By David Murphy
The KAUST Environmental Statistic (ES) research group has recently published a book titled "Statistical Process Monitoring Using Advanced Data-Driven and Deep Learning Approaches." The book is the outcome of the Competitive Research Grant (CRG) project led by KAUST Professor Ying Sun, Associate Professor of Statistics.
Produced in collaboration with several leading statisticians — including Professor Amanda S. Hering, Baylor University, U.S.; Professor Muddu Madakyaru, Institute of Technology Manipal Academy of Higher Education Manipal, India; and Professor Abdelkader Dairi, University of Science and Technology of Oran-Mohamed Boudiaf, Algeria — the book is aimed at academic readers, engineers, data scientists, applied statistics and industrial statisticians.
“The book can be assimilated by advanced undergraduates and graduate students aware of basic multivariate statistical analysis and machine learning,” noted Fouzi Harrou, a research scientist based in the KAUST ES group.

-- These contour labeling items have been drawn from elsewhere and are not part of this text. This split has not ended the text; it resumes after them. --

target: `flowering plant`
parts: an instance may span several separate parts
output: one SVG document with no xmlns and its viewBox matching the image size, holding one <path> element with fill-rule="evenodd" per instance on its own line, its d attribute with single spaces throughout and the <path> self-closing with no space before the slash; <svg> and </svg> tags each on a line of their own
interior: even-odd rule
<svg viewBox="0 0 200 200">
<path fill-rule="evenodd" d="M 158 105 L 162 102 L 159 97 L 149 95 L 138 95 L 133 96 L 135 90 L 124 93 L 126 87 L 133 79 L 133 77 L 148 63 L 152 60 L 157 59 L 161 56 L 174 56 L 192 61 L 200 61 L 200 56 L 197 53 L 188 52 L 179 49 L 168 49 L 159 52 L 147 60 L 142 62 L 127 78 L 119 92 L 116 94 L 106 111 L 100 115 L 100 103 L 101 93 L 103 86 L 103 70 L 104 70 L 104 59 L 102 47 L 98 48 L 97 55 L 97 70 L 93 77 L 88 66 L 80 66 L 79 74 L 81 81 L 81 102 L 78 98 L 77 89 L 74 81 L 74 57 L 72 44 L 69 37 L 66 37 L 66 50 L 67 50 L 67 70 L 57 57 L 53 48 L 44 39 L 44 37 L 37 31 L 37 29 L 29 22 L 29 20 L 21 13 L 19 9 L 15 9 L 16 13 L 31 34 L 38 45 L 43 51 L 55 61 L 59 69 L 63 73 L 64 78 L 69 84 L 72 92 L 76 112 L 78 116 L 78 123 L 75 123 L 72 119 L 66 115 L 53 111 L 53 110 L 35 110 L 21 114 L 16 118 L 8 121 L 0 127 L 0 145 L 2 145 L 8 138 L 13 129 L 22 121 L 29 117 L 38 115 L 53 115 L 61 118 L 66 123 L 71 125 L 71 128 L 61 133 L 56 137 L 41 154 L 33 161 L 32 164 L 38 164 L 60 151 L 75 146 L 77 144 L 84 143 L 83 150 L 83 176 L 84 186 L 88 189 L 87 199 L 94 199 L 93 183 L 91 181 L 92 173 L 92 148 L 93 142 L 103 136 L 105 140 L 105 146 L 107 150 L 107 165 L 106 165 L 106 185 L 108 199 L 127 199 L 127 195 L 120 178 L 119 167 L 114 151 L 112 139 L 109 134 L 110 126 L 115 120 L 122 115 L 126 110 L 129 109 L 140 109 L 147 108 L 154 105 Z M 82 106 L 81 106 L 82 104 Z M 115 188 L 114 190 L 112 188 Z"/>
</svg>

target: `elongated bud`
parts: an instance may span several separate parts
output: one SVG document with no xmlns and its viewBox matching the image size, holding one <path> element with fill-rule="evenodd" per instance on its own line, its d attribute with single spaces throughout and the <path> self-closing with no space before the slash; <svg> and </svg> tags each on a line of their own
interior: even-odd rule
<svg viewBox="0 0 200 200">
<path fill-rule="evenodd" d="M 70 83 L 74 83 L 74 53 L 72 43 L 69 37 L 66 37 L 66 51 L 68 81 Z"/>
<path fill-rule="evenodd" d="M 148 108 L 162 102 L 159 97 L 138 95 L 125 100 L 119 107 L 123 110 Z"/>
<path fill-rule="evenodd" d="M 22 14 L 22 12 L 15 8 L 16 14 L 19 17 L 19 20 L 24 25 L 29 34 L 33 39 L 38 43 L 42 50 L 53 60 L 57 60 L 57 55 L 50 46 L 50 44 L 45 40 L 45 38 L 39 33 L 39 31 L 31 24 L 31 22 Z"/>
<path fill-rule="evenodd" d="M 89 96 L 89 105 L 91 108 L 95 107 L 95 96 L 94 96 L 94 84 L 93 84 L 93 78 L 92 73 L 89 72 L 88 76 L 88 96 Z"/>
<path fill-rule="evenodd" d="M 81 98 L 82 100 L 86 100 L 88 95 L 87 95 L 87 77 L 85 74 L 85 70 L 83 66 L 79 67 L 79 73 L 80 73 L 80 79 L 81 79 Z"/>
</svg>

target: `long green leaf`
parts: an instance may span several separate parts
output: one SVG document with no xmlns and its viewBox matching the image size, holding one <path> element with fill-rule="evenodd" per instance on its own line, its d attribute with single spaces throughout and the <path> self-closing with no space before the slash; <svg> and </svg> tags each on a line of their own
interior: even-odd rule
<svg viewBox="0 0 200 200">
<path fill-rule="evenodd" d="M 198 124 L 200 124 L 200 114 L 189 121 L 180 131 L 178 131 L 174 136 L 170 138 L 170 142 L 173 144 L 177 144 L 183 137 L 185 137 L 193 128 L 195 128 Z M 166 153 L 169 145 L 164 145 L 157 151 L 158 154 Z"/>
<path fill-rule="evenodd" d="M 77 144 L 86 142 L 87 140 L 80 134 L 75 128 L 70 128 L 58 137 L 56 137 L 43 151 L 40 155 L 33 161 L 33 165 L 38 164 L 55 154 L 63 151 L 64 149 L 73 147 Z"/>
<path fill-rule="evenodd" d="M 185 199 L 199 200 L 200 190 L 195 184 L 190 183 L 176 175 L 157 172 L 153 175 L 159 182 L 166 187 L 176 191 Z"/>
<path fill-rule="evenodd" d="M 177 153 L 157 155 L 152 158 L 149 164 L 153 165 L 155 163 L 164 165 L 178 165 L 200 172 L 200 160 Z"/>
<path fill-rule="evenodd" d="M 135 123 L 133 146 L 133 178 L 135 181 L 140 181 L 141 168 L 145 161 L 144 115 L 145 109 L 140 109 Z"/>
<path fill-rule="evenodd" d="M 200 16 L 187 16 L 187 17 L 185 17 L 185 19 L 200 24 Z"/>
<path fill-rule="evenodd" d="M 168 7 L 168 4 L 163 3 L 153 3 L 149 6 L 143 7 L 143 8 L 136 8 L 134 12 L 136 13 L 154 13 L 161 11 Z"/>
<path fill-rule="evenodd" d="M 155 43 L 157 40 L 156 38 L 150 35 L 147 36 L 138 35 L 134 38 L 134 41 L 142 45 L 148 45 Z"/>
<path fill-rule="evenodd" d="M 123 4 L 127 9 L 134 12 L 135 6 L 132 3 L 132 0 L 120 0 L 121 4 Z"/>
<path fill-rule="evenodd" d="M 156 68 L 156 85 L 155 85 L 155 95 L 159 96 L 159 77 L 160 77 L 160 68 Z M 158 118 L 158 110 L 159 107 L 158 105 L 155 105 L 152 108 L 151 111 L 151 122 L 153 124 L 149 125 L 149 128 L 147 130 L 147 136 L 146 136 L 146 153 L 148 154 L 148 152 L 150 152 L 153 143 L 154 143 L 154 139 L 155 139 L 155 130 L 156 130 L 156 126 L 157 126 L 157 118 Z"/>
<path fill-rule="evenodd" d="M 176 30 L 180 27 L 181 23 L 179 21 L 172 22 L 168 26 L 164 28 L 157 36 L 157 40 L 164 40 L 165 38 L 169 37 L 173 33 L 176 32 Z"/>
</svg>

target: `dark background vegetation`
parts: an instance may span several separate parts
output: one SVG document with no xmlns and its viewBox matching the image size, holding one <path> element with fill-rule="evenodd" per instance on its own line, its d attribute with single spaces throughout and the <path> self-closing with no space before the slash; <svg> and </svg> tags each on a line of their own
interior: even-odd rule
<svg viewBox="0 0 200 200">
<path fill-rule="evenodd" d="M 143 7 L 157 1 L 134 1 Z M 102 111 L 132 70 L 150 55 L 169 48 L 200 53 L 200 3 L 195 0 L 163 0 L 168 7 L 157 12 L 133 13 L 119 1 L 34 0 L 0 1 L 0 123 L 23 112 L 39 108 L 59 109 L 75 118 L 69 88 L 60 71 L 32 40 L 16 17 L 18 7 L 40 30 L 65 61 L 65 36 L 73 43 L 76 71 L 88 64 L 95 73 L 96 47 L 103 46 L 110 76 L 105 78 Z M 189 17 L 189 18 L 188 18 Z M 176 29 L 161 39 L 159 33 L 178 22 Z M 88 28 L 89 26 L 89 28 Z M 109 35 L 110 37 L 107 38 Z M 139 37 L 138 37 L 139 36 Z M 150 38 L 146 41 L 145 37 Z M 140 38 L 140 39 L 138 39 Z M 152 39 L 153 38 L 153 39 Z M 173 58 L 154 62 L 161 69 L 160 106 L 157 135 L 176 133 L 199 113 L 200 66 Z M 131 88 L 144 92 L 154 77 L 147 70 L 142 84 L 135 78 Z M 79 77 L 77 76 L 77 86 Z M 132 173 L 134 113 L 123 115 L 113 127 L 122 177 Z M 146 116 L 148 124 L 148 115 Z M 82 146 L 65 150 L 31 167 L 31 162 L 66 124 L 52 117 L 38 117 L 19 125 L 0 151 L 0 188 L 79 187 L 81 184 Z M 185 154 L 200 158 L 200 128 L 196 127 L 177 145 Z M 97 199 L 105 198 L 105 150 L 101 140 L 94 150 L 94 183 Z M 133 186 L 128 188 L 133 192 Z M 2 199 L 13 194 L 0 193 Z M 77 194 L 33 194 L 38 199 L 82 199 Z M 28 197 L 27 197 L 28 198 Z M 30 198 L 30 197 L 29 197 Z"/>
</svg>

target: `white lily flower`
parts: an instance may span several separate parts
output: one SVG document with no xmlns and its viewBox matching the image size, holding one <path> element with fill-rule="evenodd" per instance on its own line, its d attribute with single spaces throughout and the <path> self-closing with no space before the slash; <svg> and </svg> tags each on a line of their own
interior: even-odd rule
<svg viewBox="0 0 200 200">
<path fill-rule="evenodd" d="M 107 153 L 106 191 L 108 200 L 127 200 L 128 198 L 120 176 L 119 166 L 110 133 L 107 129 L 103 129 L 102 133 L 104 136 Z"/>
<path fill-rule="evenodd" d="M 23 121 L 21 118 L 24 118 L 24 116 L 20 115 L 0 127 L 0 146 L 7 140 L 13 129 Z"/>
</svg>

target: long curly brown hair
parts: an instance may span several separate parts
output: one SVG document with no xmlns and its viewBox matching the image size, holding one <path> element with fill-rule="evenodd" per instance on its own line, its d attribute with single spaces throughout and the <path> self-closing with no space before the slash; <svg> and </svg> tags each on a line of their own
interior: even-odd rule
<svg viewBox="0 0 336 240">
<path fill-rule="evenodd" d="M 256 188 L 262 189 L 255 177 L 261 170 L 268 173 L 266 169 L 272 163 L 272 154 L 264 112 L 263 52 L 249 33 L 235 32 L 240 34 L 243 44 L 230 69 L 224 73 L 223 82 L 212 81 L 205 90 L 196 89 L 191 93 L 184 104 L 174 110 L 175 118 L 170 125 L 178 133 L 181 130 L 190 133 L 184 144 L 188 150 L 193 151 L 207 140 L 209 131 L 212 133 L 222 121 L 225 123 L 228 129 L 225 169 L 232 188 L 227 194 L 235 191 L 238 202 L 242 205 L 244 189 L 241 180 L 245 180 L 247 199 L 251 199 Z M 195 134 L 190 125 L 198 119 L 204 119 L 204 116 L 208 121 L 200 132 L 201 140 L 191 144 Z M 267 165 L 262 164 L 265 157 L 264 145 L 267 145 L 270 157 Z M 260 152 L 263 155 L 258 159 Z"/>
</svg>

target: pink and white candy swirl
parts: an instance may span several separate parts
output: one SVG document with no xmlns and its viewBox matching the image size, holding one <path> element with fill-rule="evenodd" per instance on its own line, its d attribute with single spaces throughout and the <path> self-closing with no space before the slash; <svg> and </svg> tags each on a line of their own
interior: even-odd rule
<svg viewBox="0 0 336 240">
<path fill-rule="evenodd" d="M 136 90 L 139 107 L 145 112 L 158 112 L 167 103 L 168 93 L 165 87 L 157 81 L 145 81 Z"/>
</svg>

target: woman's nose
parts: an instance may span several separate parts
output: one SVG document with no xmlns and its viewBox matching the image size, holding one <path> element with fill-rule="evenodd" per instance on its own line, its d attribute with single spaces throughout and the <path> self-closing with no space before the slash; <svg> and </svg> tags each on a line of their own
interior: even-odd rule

“Anomaly detection and attribution (isolation) is undoubtedly an important research line in statistics. Our book tackles multivariate challenges in process monitoring by merging the advantages of univariate and traditional multivariate techniques to enhance their performance and widen their practical applicability,” he added.
Unpacking data-driven based approaches for anomaly detection and isolation
The recently published book is primarily based on data-driven approaches for anomaly detection and isolation and includes several case studies and comparisons of different methods. Harrou, who has 14 years of experience in the field of statistical process monitoring and anomaly detection, believes that readers of the book will gain an in-depth understanding of fault detection and isolation in complex and multivariate systems.
“Our book gives the reader several real engineering and environmental applications to clearly show the implementation of anomaly detection and isolation approaches while familiarizing themselves with the most suitable data-driven based techniques,” Fouzi explained.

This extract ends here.